On Dec. 14, the Federal Communications Commission will vote on whether to pass Commissioner Pai’s proposal, called "The Restoring Internet Freedom Order," to eliminate net neutrality rules. Industry insiders believe the five-member FCC, which has a Republican majority, will pass its commissioner’s plan.
Net neutrality is the framework currently in place that requires broadband providers to provide consumers and businesses access to online applications and services of their choosing without interference. All data that legally travels over the Internet should be treated equally.
Net neutrality is a bipartisan issue; both Republicans and Democrats favor net neutrality rules, believing they protect consumers against potential anti-consumer and anti-competitive practices of broadband providers.
FCC Chairman Ajit Pai’s proposal gets rid of all prohibitions against blocking and throttling applications by broadband providers. Further, it and allows providers to engage in paid prioritization and discrimination at the point of interconnection. For example, a cable provider offering Internet service could purposefully slow down streaming services such as Netflix, but would have to publically disclose that fact. Public disclosure of these historically banned practices will theoretically let consumers make informed decisions about Internet providers -- important only if the customer lives in an area in which there is more than one provider available.

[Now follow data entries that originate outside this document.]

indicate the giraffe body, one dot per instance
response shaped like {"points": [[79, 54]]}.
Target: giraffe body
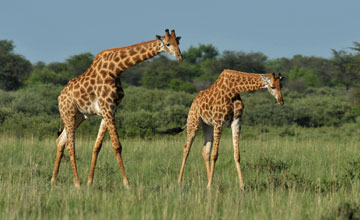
{"points": [[98, 91], [221, 106]]}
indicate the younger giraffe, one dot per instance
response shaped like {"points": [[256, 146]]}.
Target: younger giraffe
{"points": [[220, 106], [98, 91]]}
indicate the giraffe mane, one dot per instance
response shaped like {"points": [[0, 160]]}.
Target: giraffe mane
{"points": [[126, 47]]}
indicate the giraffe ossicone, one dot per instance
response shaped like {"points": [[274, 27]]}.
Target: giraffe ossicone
{"points": [[220, 106], [98, 91]]}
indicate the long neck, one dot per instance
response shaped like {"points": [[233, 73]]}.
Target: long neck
{"points": [[238, 82], [117, 60]]}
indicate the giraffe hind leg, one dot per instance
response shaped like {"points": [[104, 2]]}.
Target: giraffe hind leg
{"points": [[97, 148], [64, 140], [208, 134], [60, 145]]}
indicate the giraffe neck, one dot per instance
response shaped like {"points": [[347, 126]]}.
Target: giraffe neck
{"points": [[115, 61], [245, 82]]}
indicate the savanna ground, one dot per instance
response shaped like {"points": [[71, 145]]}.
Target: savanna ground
{"points": [[289, 173]]}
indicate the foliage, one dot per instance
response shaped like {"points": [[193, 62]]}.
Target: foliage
{"points": [[14, 68]]}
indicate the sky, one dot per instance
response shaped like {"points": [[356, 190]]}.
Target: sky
{"points": [[52, 31]]}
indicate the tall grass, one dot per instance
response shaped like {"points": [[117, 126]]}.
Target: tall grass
{"points": [[289, 173]]}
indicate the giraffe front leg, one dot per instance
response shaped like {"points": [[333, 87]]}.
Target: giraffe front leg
{"points": [[191, 133], [214, 153], [70, 146], [208, 133], [110, 124], [60, 145], [235, 128], [97, 148]]}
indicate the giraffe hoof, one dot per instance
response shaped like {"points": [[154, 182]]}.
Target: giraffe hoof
{"points": [[126, 184], [77, 185]]}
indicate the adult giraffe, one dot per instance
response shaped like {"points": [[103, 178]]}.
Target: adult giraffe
{"points": [[98, 91], [220, 106]]}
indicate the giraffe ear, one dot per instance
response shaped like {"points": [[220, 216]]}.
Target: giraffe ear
{"points": [[158, 37], [178, 40]]}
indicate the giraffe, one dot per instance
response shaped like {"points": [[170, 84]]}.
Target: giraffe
{"points": [[220, 106], [98, 91]]}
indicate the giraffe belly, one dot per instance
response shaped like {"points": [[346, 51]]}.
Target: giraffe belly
{"points": [[92, 109]]}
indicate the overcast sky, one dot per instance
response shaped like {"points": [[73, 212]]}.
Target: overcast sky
{"points": [[51, 31]]}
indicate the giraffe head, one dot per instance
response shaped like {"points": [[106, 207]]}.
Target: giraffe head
{"points": [[273, 84], [170, 44]]}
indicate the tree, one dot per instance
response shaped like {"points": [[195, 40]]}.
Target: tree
{"points": [[201, 53], [14, 68]]}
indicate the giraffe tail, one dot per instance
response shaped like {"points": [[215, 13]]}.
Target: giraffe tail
{"points": [[60, 129], [171, 131]]}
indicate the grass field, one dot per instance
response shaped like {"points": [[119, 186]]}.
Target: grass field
{"points": [[289, 173]]}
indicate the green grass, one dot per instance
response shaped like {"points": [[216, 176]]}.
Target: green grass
{"points": [[289, 173]]}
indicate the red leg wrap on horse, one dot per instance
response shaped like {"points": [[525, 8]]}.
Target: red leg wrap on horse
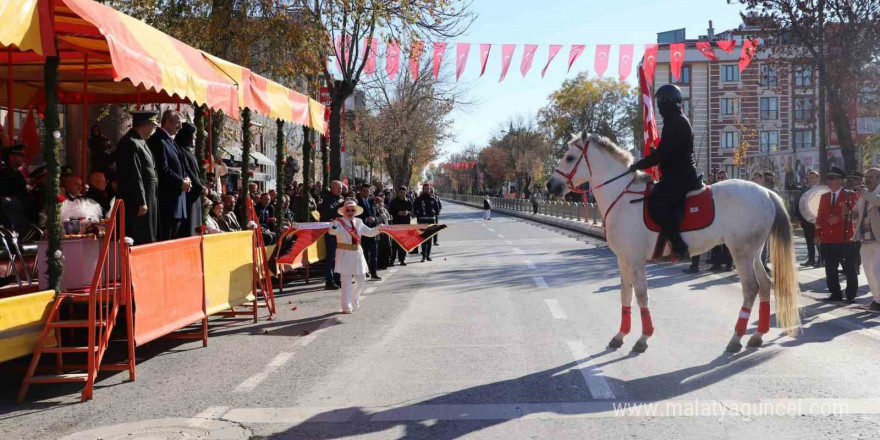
{"points": [[743, 320], [625, 321], [647, 323], [764, 317]]}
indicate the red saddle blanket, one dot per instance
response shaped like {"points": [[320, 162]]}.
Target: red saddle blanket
{"points": [[699, 212]]}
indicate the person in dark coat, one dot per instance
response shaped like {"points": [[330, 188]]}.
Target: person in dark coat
{"points": [[675, 156], [401, 214], [173, 181], [185, 141], [138, 181]]}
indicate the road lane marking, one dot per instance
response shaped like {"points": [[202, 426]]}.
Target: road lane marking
{"points": [[555, 309], [598, 386], [540, 282], [279, 360]]}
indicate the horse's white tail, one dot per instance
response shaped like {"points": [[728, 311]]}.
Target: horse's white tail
{"points": [[785, 285]]}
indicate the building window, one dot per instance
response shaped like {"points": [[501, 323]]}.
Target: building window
{"points": [[803, 139], [729, 139], [730, 73], [769, 75], [769, 141], [769, 108], [803, 76], [728, 106], [803, 109], [685, 77]]}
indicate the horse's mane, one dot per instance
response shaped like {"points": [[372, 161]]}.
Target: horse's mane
{"points": [[606, 145]]}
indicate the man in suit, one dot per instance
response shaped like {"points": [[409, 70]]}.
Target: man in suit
{"points": [[834, 227], [173, 181], [138, 181], [867, 220]]}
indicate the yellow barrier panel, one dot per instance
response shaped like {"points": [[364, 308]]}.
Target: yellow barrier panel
{"points": [[229, 273], [22, 318]]}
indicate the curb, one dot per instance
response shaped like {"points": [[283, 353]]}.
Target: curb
{"points": [[571, 225]]}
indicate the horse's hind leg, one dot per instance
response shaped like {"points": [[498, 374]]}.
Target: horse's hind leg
{"points": [[625, 301], [745, 267], [764, 285]]}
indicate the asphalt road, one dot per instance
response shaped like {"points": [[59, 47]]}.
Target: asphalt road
{"points": [[502, 336]]}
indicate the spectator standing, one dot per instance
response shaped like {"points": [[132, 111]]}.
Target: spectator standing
{"points": [[426, 208], [401, 214], [835, 230], [329, 210], [173, 181], [138, 179]]}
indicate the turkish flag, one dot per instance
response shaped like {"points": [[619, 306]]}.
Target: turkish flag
{"points": [[726, 45], [437, 58], [624, 61], [484, 57], [650, 62], [574, 53], [414, 55], [410, 236], [303, 235], [392, 60], [750, 45], [506, 56], [554, 49], [707, 51], [461, 52], [370, 48], [676, 58], [528, 57], [601, 62]]}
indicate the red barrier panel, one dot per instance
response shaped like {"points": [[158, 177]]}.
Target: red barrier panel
{"points": [[168, 287]]}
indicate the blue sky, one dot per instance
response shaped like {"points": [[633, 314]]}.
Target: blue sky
{"points": [[564, 22]]}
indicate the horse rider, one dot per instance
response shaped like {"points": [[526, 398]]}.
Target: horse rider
{"points": [[675, 155]]}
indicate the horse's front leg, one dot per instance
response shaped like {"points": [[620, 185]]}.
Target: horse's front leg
{"points": [[625, 302]]}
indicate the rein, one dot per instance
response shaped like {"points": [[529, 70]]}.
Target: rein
{"points": [[584, 193]]}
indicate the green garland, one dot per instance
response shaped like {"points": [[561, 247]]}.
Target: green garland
{"points": [[51, 149]]}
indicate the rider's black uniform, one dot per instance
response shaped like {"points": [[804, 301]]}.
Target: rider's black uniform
{"points": [[675, 155]]}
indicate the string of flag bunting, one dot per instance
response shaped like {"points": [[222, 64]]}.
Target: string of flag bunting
{"points": [[625, 56]]}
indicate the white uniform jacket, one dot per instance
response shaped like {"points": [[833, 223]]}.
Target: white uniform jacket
{"points": [[351, 262]]}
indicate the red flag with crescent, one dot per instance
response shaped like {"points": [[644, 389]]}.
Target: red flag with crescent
{"points": [[603, 51]]}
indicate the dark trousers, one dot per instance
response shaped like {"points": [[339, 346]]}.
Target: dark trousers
{"points": [[809, 231], [329, 270], [371, 253], [840, 254]]}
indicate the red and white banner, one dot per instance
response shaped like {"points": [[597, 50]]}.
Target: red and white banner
{"points": [[624, 61], [437, 58], [461, 53], [603, 52], [528, 57], [506, 56], [652, 139], [551, 53], [392, 60], [650, 62], [574, 53], [484, 57], [676, 59]]}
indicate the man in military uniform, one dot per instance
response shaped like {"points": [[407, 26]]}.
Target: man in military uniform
{"points": [[675, 155], [138, 181]]}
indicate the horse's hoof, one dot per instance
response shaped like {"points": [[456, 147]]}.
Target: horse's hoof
{"points": [[734, 347], [640, 346], [756, 340], [615, 342]]}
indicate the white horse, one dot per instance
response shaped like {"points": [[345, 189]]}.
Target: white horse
{"points": [[746, 214]]}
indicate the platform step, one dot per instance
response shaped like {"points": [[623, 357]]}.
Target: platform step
{"points": [[59, 378]]}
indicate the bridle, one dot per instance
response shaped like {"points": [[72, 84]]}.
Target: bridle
{"points": [[585, 192]]}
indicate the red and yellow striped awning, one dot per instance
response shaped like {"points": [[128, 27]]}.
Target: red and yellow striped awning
{"points": [[107, 57]]}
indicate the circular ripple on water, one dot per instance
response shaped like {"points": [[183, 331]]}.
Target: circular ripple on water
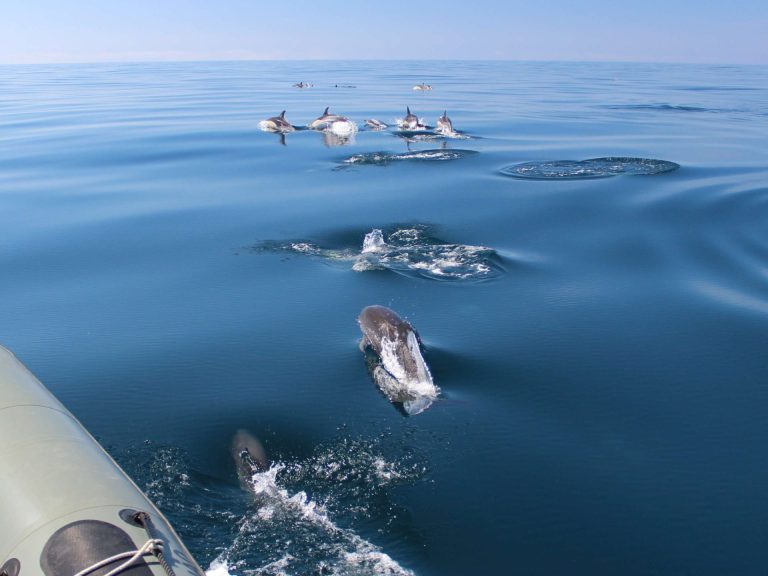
{"points": [[586, 169]]}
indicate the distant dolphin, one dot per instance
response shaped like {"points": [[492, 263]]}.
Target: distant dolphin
{"points": [[402, 373], [248, 454], [277, 124], [326, 119], [444, 125]]}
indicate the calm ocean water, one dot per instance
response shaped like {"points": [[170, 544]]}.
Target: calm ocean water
{"points": [[174, 274]]}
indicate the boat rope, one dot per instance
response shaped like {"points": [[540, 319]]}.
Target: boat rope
{"points": [[150, 547], [145, 520]]}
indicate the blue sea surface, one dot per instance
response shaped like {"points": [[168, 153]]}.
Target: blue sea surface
{"points": [[174, 274]]}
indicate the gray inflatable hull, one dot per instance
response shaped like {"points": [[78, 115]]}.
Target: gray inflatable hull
{"points": [[62, 496]]}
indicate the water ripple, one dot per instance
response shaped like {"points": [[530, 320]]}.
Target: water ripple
{"points": [[588, 169], [411, 251]]}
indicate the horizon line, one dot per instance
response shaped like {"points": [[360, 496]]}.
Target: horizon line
{"points": [[254, 59]]}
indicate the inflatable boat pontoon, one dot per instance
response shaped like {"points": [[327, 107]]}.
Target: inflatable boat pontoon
{"points": [[66, 508]]}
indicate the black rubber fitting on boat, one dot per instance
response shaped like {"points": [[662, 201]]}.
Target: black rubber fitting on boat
{"points": [[131, 516]]}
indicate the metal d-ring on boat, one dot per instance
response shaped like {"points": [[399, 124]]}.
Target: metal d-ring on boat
{"points": [[66, 508]]}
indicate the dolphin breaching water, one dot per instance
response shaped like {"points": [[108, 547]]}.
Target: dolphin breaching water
{"points": [[248, 454], [401, 372], [325, 120], [336, 124], [277, 124], [444, 125], [411, 121]]}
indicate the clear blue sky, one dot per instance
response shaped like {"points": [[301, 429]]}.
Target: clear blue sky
{"points": [[708, 31]]}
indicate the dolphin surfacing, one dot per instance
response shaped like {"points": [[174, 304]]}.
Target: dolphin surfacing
{"points": [[248, 454], [401, 372], [277, 124], [445, 126]]}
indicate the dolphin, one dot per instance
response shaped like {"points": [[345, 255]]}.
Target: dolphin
{"points": [[444, 125], [249, 455], [326, 119], [277, 124], [401, 373]]}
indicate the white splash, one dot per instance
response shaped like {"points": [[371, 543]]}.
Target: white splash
{"points": [[416, 390], [374, 242], [349, 553], [342, 127]]}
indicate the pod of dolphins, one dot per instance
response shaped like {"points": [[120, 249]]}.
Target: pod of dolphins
{"points": [[343, 125]]}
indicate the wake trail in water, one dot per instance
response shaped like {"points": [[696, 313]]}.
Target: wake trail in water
{"points": [[589, 169], [410, 251], [292, 533]]}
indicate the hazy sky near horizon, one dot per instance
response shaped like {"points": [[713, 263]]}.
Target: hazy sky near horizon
{"points": [[702, 31]]}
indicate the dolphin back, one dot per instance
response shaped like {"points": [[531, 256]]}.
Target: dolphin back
{"points": [[403, 375], [248, 453]]}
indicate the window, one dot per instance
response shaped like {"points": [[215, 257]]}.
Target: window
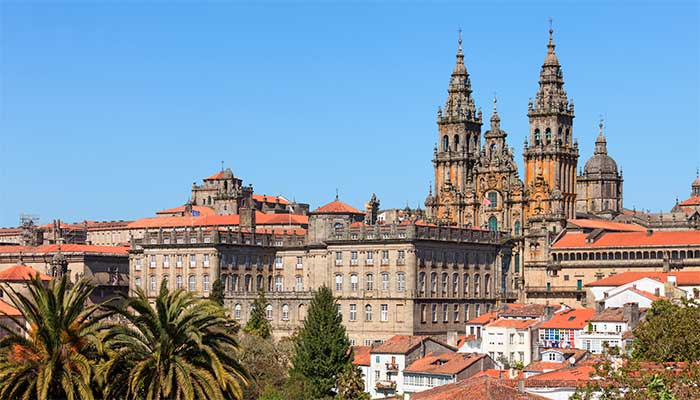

However, Pai’s plan offers customers some measure of increased transparency. Broadband providers would have to make public what companies paid for prioritization. Pai argues enforcement of net neutrality should rest with the Federal Trade Commission. But critics suggest the FTC has never enforced net neutrality protections and would be hard-pressed to manage consumer complaints. Further, the proposal provides no FCC recourse for wronged consumers or businesses.